The Great Depression profoundly affected Washingtonians. Many citizens took to the streets in protest, joining with fellow activists and grassroots political movements to rally for solutions to economic crisis. Others survived by forming small communities called “Hoovervilles,” in which homeless men lived while hunting for work. Throughout the state, other Washingtonians made it through tough times by making the best of what they had, recycling and reusing everyday items while looking ahead at the promise of better days.
Humanities Washington’s traveling exhibit Hope in Hard Times: Washington During the Great Depression explores the adversity and triumph of everyday Americans during the 1930s, comparing the struggles of the 1930s with those faced today. Personal experiences illuminate the broader themes of the exhibition, enlightening audiences about how people lived during these difficult times.

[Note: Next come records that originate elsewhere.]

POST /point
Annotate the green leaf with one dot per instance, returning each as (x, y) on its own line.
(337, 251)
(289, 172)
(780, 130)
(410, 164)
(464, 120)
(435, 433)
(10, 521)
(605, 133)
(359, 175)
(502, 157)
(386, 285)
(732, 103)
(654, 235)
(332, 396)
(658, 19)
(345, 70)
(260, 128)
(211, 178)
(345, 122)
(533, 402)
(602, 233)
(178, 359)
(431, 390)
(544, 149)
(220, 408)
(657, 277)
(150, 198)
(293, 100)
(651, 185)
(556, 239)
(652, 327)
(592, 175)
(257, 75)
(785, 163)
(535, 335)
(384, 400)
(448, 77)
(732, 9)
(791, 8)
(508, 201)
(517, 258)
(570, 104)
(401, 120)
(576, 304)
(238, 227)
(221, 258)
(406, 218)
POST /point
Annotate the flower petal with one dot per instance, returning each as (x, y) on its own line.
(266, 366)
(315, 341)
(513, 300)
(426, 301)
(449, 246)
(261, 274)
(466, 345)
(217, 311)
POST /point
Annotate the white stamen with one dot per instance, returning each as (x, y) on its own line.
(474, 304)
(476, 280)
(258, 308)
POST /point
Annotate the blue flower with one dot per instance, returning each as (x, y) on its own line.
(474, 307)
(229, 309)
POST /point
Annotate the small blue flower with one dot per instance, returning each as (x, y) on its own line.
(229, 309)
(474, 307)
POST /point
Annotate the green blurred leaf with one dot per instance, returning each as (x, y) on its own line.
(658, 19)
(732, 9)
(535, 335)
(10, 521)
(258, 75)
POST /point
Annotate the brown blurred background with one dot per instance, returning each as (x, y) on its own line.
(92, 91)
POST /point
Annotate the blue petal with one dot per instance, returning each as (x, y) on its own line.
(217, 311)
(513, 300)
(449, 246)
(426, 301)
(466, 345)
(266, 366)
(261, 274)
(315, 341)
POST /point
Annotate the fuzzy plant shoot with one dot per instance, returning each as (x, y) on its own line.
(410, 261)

Currently in Port Townsend
at the Jefferson Museum
of Art and History
April 14 – July 7, 2013
Visit Spark magazine for details
This special exhibition invites visitors to use the stories that they see within the exhibit to start conversations of their own about family histories and the impact that this historical event had on their own lives or those of others. The theme of hope woven throughout the narrative reminds viewers that they, too, can find their own opportunities for creating change and learn from the past to impact their present.
Hope in Hard Times will visit eight communities during 2013-14, appearing for 12 weeks at each location. It is curated by the Washington State Historical Society and based on a larger exhibit of the same name that appeared at the Washington State History Museum in 2012.